Town receives an oil spill response trailer

The inside of the town's new oil spill response trailer.

The inside of the town's new oil spill response trailer.

By Joseph Domelowicz Jr.

For the Transcript

Sitting as it does on the northern doorstep of Boston Harbor, the region’s largest working port, means that Winthrop is constantly at risk from the potential dangers of oil spills at sea. Similarly, since virtually all of Winthrop’s catch basins and drains ultimately lead to the harbor, the harbor is always in danger of being polluted by a mid-sized industrial accident here in town.

Thankfully, a solution to both problems has arrived, courtesy of the state Department of Environmental Protection (DEP) and the 2004 Oil Spill Prevention and Response Act.

Officials from the Massachusetts DEP and others were on hand Monday afternoon at the Winthrop Public Landing for the unveiling of the area’s first Oil Spill Response Trailer, one of nine such trailers that will be deployed on the North Shore as part of the act’s goal to protect the harbor and the coastline from the potential for manmade disaster.

The eight other trailers being deployed on the North Shore will be stored in Chelsea, Danvers, Everett, Lynn, Nahant, Peabody, Revere, Saugus and Swampscott and will ultimately be a part of a network of 80 similar trailers deployed along the entire Massachusetts coast, from the border of Massachusetts to Buzzard’s Bay and around the Cape.

“Our coastline helps to shape Massachusetts’ identity as the Bay State, and while the state’s priority will always be to protect natural resources from environmental damage, we also need our partner communities to have the capability to respond in the event of an emergency,” Deputy Commissioner Moran said during ceremonies held at the Winthrop Town Pier. “As history has shown, failing to do so only means longer, and ultimately more expensive, cleanups. Communities with these trailers will be ready, just in case.”

Winthrop Fire Chief Paul Flanagan noted on Tuesday that the town’s fleet of harbormaster boats and the fire department’s fire boat mean that Winthrop will be more than capable of deploying the equipment in the trailer both on land and at sea.

“Considering that all of our catch basins ultimately empty into the harbor and with the way that the MWRA has cleaned up the harbor of the past decade, this really is a valuable piece of equipment to have on hand,” said Chief Flanagan.

“These spill response trailers will help us limit the damage of any future oil spills,” House Speaker Robert DeLeo said. “As a representative of Winthrop and Revere, I am comforted to know that we are well-prepared to protect our shores in the event of an emergency.”

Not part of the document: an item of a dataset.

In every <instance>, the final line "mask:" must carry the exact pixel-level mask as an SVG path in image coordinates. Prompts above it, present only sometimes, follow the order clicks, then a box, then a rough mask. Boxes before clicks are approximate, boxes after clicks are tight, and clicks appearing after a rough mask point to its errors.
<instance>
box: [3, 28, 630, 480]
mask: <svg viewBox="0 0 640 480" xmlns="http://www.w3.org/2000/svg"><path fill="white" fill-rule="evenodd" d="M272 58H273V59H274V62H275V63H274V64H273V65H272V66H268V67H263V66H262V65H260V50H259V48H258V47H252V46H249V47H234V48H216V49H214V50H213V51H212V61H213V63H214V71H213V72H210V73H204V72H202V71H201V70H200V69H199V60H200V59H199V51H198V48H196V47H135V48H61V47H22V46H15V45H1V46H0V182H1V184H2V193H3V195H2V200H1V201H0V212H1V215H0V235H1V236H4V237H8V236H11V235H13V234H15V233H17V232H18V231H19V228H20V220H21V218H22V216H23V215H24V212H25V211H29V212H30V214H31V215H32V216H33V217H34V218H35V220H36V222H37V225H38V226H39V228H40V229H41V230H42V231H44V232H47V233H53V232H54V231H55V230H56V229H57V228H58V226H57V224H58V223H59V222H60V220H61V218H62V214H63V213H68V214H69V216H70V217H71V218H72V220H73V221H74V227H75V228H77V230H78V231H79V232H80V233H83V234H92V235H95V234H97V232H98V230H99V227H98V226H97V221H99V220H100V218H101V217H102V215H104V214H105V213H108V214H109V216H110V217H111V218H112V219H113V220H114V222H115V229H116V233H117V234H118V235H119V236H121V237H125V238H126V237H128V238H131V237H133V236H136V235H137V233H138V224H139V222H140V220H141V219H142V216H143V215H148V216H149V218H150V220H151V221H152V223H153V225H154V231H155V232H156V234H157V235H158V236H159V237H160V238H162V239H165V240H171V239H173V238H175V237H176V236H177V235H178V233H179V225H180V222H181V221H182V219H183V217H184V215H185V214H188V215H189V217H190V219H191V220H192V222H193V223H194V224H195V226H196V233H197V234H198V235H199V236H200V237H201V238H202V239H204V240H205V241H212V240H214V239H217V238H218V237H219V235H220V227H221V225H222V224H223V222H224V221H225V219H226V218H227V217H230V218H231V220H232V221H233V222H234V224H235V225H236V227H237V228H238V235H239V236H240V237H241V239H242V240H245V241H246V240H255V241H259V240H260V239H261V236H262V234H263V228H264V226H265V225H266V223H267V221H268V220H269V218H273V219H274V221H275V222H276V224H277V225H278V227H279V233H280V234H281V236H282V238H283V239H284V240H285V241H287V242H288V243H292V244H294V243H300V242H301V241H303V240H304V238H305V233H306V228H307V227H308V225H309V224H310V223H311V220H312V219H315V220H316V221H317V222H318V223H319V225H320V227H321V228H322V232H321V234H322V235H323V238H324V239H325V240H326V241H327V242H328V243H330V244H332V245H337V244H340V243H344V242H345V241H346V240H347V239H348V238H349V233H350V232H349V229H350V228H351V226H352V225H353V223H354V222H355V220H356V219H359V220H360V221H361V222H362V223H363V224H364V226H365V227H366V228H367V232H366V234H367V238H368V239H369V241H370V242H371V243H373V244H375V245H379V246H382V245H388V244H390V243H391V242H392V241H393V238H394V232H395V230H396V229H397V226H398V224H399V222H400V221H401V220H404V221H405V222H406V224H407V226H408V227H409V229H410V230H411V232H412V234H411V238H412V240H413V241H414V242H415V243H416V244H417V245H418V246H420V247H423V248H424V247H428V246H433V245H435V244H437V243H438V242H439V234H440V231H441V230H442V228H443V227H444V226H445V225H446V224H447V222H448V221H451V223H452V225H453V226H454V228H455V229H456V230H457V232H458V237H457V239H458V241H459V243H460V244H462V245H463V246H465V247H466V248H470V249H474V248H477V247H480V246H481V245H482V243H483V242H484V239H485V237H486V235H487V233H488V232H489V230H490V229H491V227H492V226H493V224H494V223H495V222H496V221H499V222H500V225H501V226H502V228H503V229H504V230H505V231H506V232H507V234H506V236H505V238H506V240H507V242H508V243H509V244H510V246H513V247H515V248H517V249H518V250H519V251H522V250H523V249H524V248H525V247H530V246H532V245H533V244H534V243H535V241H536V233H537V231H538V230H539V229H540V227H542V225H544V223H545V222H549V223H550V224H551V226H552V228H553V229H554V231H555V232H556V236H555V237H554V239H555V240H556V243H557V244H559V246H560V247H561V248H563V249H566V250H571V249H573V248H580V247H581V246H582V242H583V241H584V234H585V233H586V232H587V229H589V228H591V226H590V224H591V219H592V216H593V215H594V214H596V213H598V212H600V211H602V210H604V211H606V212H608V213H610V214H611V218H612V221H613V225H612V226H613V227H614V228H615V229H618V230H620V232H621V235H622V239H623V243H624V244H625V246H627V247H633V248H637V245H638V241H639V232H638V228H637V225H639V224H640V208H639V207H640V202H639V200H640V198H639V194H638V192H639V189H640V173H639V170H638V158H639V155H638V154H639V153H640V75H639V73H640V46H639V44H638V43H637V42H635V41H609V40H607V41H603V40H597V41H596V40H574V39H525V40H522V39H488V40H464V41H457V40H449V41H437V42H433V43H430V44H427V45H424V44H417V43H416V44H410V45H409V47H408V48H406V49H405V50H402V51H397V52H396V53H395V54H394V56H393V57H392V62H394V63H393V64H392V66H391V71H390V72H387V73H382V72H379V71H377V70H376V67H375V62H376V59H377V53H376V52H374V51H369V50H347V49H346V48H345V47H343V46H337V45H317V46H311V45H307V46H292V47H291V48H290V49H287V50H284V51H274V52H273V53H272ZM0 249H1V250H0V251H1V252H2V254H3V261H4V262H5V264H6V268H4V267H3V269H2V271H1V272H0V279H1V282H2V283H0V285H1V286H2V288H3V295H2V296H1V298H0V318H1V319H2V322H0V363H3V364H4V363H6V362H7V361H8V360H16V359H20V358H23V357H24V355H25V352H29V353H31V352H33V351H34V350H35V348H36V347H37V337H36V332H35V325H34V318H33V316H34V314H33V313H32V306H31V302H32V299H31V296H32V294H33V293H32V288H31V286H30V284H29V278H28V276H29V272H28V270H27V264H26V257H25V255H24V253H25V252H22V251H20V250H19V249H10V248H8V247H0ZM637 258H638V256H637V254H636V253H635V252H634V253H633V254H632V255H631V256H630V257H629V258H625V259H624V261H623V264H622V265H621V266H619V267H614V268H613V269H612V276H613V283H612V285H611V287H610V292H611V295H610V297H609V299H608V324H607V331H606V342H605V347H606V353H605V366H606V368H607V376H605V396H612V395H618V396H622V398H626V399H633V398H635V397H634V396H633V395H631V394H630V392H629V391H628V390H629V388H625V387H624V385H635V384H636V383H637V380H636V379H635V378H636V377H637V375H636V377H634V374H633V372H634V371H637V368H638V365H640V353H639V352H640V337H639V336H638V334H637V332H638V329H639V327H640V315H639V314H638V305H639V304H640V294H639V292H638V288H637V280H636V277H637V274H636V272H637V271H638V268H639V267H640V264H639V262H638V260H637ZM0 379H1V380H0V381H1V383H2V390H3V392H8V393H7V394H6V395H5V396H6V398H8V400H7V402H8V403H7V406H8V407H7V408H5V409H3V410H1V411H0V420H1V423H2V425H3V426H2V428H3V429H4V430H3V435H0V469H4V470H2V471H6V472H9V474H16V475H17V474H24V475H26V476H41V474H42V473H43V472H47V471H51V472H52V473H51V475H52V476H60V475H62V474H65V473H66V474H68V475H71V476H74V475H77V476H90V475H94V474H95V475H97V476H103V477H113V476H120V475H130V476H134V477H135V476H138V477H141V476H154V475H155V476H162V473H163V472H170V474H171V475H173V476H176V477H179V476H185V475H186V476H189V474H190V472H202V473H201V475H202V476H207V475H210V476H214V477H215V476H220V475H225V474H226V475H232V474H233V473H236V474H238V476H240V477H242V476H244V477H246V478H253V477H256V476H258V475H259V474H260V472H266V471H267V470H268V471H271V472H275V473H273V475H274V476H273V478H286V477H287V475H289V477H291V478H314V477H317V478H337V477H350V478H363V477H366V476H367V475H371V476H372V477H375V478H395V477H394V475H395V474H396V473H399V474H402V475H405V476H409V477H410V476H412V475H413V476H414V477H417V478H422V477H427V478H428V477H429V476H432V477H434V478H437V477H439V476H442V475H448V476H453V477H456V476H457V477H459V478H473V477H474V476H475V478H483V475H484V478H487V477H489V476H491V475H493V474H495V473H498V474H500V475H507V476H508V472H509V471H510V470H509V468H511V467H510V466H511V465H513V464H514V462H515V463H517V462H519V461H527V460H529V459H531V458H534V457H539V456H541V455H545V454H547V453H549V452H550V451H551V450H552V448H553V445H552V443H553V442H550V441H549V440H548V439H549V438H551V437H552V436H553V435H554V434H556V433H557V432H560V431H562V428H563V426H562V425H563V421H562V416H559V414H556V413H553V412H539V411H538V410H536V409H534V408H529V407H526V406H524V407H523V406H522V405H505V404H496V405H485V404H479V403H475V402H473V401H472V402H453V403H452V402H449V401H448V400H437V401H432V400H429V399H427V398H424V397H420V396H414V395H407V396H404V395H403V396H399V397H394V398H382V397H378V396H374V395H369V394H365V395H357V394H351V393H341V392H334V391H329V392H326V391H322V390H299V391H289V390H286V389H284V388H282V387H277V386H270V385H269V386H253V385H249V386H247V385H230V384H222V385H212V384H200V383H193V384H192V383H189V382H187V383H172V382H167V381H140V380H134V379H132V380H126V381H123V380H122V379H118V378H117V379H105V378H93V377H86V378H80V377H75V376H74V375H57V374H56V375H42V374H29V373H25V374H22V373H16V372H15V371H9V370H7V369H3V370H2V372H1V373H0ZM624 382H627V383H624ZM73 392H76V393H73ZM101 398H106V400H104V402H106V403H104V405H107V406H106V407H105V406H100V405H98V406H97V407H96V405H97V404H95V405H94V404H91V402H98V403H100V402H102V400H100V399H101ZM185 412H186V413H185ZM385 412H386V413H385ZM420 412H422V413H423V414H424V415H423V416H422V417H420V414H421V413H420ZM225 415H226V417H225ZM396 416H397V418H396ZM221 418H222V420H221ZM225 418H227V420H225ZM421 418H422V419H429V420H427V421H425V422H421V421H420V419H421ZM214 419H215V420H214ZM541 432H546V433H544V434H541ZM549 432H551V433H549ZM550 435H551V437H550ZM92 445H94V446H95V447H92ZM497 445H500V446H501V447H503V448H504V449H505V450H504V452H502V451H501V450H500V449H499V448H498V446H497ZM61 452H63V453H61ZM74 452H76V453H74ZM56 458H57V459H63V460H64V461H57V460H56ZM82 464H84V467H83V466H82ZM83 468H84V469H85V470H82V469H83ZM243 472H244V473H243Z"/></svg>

“It is imperative that our communities are better prepared in the event of an unfortunate and potentially devastating mishap,” said Senator Anthony Petruccelli (D-Boston). “The response trailers represent a proactive measure to further protect our coastal resources.”

“As first responders to environmental damage events in and around our waters, we are grateful to have equipment to respond quickly and appropriately to protect our coastline and marine habitat,” said Winthrop Town Manager James McKenna.

Chief Flanagan also noted that the trailers come with training for the first responders who will be required to use the equipment in the event of a spill, and the assets in each trailer are re-stocked by the state if they are used to respond to a spill, so there is no cost for hosting the trailer in the town and a great benefit to the community and the environment as a whole.

“One of the conditions of housing these trailers is that you must be willing to respond with the trailer to a larger, region wide event if needed, but most likely we’d do that anyway, and in the event that we had a larger emergency here in Winthrop, we’ll be able to call on the other trailers in our neighboring communities to help us deal with it as well,” added Chief Flanagan.

Deploying the trailers was a key part of the Oil Spill Prevention and Response Act of 2004, which was crafted in response to the massive oil spill of April 27, 2003. In that incident, approximately 98,000 gallons of industrial fuel oil spilled into Buzzards Bay after a tank barge struck a rocky outcropping, polluting nearly 100 miles of coastline, leaving 178,000 acres of shellfish beds closed for months during the cleanup, and killing more than 450 shore birds.

Two years later, in June 2005, the initial round of 14 marine spill response trailers were delivered to the vicinity of that spill, the Buzzards Bay region. Currently, the state has 48 spill response trailers in place, each costing $32,000 to purchase, stock, outfit and deliver.

The commonwealth intends to have 80 trailers in place within the next year at various locations around the state, maintained and replenished by Mass DEP.

The funding to purchase and distribute these trailers and the equipment is provided from the Oil Spill Act Trust Fund, which has as its source a 2-cent-per-barrel fee on petroleum products shipped through state waterways into local ports.

Each trailer is 20 feet long by 8 feet wide and is divided into three storage compartments containing varying sizes and types of containment and absorbent boom; oil sorbent pads; speedy dry; inflatable bladders; portable generator; electric air compressor; anchors, anchor chains; buoys; tools (sledge hammer, spade); safety/personal safety equipment (lights, caution tape, first aid kit, boots), ropes, ties, cables and a padlock.